There's a highly controversial subject that the Old Parties don't want you to know about, but which I think is something that you should know about, and that's "Approval Voting".

Here's the quick and dirty: Approval voting is easy to understand and you're probably already doing it, it's not as complicated as ranked-choice voting, and it does NOT violate the "one person, one vote" idea that so many people think it does.

If you're like most people, there are some things about one candidate that you like and some things about another candidate that you like, even if they are political adversaries. Some people who are almost evenly split between multiple opposing candidates will shun the ballot box because they can't decide which candidate to vote for. From a statistics perspective, NOT voting skews the results and gives the winner a false impression of what the people actually want.

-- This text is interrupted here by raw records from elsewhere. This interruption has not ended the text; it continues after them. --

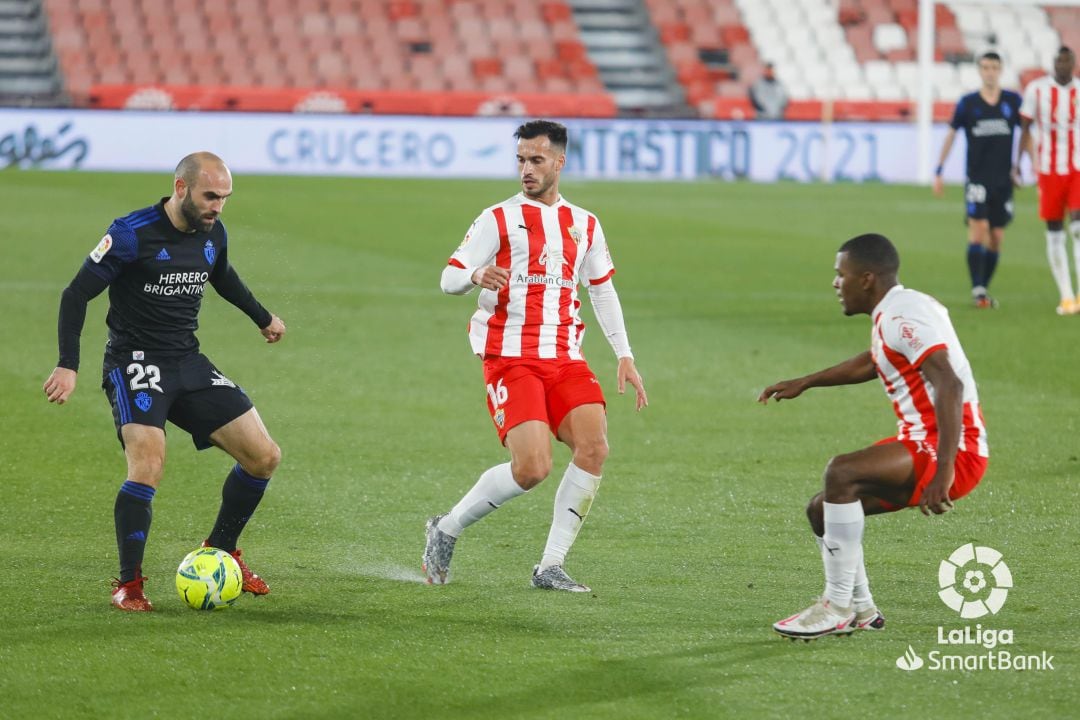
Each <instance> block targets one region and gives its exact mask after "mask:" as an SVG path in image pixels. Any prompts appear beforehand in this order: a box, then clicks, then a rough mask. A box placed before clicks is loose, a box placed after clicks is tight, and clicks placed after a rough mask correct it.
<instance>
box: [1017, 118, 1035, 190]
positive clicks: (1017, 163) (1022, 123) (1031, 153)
mask: <svg viewBox="0 0 1080 720" xmlns="http://www.w3.org/2000/svg"><path fill="white" fill-rule="evenodd" d="M1025 152H1026V153H1027V155H1028V158H1030V159H1031V163H1032V166H1034V163H1035V153H1034V152H1032V150H1031V119H1030V118H1025V117H1023V116H1021V119H1020V144H1018V145H1017V148H1016V162H1014V163H1013V182H1014V184H1016V186H1017V187H1020V181H1021V179H1022V178H1023V175H1022V173H1021V169H1020V168H1021V162H1022V161H1023V160H1024V153H1025Z"/></svg>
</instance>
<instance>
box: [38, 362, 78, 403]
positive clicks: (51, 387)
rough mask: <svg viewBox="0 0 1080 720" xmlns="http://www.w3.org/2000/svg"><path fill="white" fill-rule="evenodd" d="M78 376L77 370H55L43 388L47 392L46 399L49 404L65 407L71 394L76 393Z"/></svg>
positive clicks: (53, 371)
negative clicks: (48, 399)
mask: <svg viewBox="0 0 1080 720" xmlns="http://www.w3.org/2000/svg"><path fill="white" fill-rule="evenodd" d="M78 375H79V373H78V372H76V371H75V370H69V369H68V368H66V367H58V368H56V369H55V370H53V371H52V373H51V375H50V376H49V379H48V380H45V384H44V385H43V388H42V390H44V391H45V397H48V398H49V402H50V403H56V404H57V405H64V404H65V403H66V402H67V398H69V397H71V393H73V392H75V383H76V378H77V377H78Z"/></svg>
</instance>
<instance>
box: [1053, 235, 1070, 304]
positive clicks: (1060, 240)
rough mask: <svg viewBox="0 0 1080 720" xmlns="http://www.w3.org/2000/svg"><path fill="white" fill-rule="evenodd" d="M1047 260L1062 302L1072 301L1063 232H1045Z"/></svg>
mask: <svg viewBox="0 0 1080 720" xmlns="http://www.w3.org/2000/svg"><path fill="white" fill-rule="evenodd" d="M1047 259H1048V260H1050V272H1051V273H1053V275H1054V282H1055V283H1057V291H1058V294H1059V295H1061V296H1062V300H1071V299H1072V277H1071V275H1070V272H1069V257H1068V254H1067V253H1066V252H1065V231H1064V230H1048V231H1047Z"/></svg>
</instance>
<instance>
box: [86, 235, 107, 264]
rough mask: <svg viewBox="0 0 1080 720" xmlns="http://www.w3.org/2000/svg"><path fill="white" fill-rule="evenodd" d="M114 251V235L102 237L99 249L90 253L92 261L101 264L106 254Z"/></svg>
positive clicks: (97, 249) (95, 247)
mask: <svg viewBox="0 0 1080 720" xmlns="http://www.w3.org/2000/svg"><path fill="white" fill-rule="evenodd" d="M110 249H112V235H109V234H106V235H105V237H102V242H99V243H98V244H97V247H95V248H94V249H92V250H91V252H90V259H91V260H93V261H94V262H100V261H102V258H104V257H105V254H106V253H108V252H109V250H110Z"/></svg>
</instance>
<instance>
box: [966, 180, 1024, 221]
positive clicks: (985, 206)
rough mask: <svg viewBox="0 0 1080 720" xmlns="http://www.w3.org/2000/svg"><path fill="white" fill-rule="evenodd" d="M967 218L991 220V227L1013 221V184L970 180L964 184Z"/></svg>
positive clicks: (982, 219) (975, 219) (989, 220)
mask: <svg viewBox="0 0 1080 720" xmlns="http://www.w3.org/2000/svg"><path fill="white" fill-rule="evenodd" d="M963 201H964V204H966V207H967V212H966V214H964V221H967V218H971V219H973V220H989V221H990V227H991V228H1003V227H1005V226H1007V225H1009V223H1010V222H1012V209H1013V205H1012V184H1009V185H995V186H987V185H981V184H978V182H972V181H970V180H969V181H968V182H967V185H964V186H963Z"/></svg>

I'm a computer programmer, and I think most of us will agree that a computer can do most of the work faster and with fewer errors. But with approval voting, counting can be done on an abacus and still be accurate. Quite simply, in races with more than two candidates, voters can choose as many candidates as they want to choose. The votes are tallied and the candidate with the most votes ... wins. 

The advantage for you, the voters, is that you can 'hedge your bets' (so to speak) behind multiple options. This maximizes the chance of a positive outcome (or, more to the point, one you can live with), and minimizes the chance of unwanted outcomes. Approval voting gives all voters the same ability which they don't have right now. 

Ranked-choice voting does something similar, but there's a hitch; you have to rank your choices as first, second, third, and so on. With approval voting, you just vote for the candidates you like. No more of the "lesser of two evils" type of voting.

Let's address the donkey and elephant in the room; approval voting does NOT violate "one person, one vote" which actually refers to the weight of each vote not that every person only gets to vote for one candidate. The real meaning of "one person, one vote" is that no individual voter's ballot should be given more weight than any other. With approval voting, all voters have equal opportunity to vote for as many candidates as they want, and each vote counts the same. For example, person 1 votes for Bob and Jim, but person 2 votes for Sally and Jim. Jim wins because he received two votes where each of the others received only one vote. That shows that all of the votes are counted equally and that no one ballot was given special treatment. 

Why don't the Old Parties want approval voting? Well, they don't mind it as long as its only used where it won't have too much effect on their ability to retain power (e.g., school boards or city councils). They don't want it in state level (or higher) races because it might [GASP!] give a non-Old Party candidate a chance at actually doing something that they can't do; work for all of the people, not just the ones that think like they do.

But don't take my word for it; look for yourself. Just search "approval voting".